Pulse-width-modulation (PWM) amplifiers, also known as Class-D amplifiers, operate on a similar principle as that of switching power supplies except that the reference voltage of a PWM amplifier is a varying signal instead of a fixed voltage.
Generally, Class-D amplifiers are classified as analog-input Class-D and digital-input Class-D, i.e., fully digital audio amplifier.
Class-D amplifiers are much more power efficient than Class-AB amplifiers. Because of their greater efficiency, Class-D amplifiers require smaller power supplies and eliminate or reduce the need for heat sinks, significantly reducing overall system cost, size and weight. Other benefits include longer battery operation, a quiet and better listening environment, and an integrated audio amplifier with high output power (>20 W/Channel).
A traditional Class-D amplifier requires an output filter, which increases system size and solution cost, limiting its use in portable devices. Filterless Class-D amplifiers eliminate the output filter while keeping the efficiency benefit. The filterless modulation scheme brings Class-D amplifiers approximately equal to Class-AB amplifiers in cost and size, but with great efficiency advantages.
One method of achieving filterless Class-D operation, increased efficiency, and reduced cost is to deliver current to the load only when needed, and once delivered, maintain the current, thereby not decaying or wasting energy in removing the current from the load when no input signal is delivered. One such methodology is a quaternary modulation scheme that has four states of operation. The modulation scheme uses the four states to drive a load such as a speaker, depending on the audio input signal. This quaternary scheme is described in detail, for example, in U.S. Pat. No. 6,262,632 to Corsi et al., the entirety of which is hereby incorporated by reference herein.
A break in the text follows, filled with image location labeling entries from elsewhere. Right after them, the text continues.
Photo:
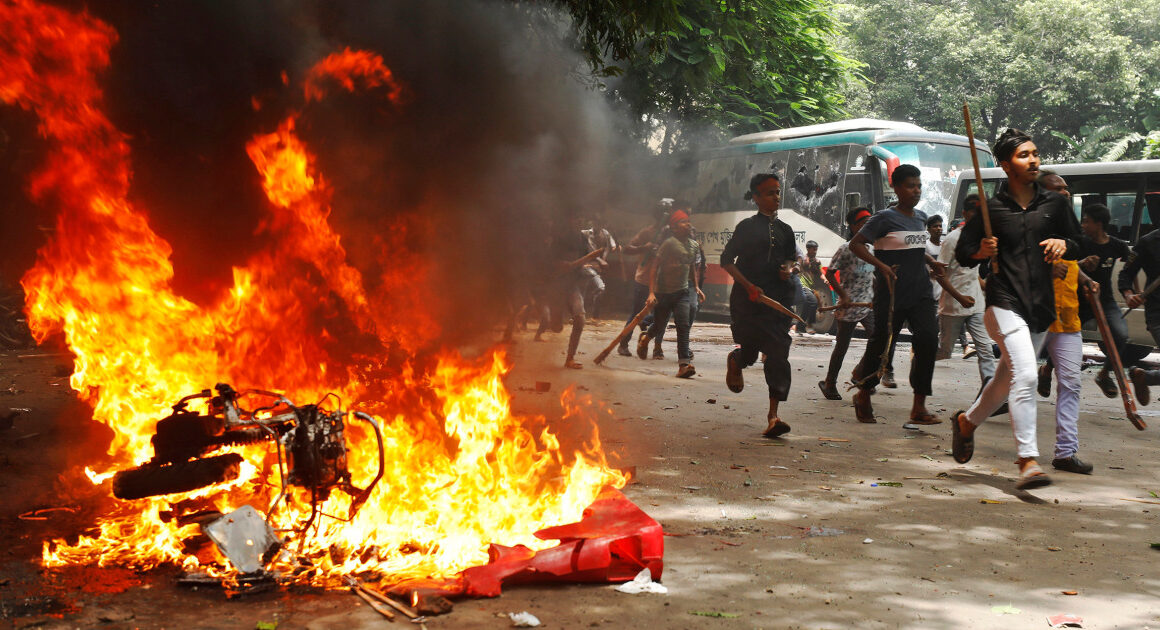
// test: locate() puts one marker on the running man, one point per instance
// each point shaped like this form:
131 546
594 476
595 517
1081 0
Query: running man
901 295
1032 227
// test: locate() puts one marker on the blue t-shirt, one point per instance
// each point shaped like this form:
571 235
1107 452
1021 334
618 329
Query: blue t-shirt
900 239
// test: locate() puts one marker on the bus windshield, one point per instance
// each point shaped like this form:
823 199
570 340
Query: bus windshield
940 165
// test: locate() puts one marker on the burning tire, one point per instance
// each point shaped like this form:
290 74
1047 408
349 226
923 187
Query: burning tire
151 480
Eliminating the filter causes the Class-D amplifier to radiate electromagnetic interference (EMI). This EMI phenomenon is also addressed by Score et al. in U.S. Pat. No. 6,614,297, the entirety of which is hereby incorporated by reference herein. Score et al. describes a system where ternary PWM coding is used rather than traditional binary PWM coding or quaternary PWM coding. EMI is improved as ΔV for the ternary PWM is |VDD| whereas it is |2VDD| for binary PWM. Although ternary PWM coding can be achieved by quaternary switching behavior, the common-mode EMI component of ternary PWM coding by quaternary switching behavior is larger than by ternary switching behavior.
While the modulation scheme and amplifier of Score et al. improve EMI performance, as well as efficiency at small inputs with filterless operation, the technique of Score et al. require a logic module to encode the 4-state switching signal (quaternary) to three state switching signal (ternary) in order to realize these advantages.
An improved modulation scheme is desired for ternary PWM coding generation for Class-D amplifiers, and particularly for analog-input Class-D amplifiers.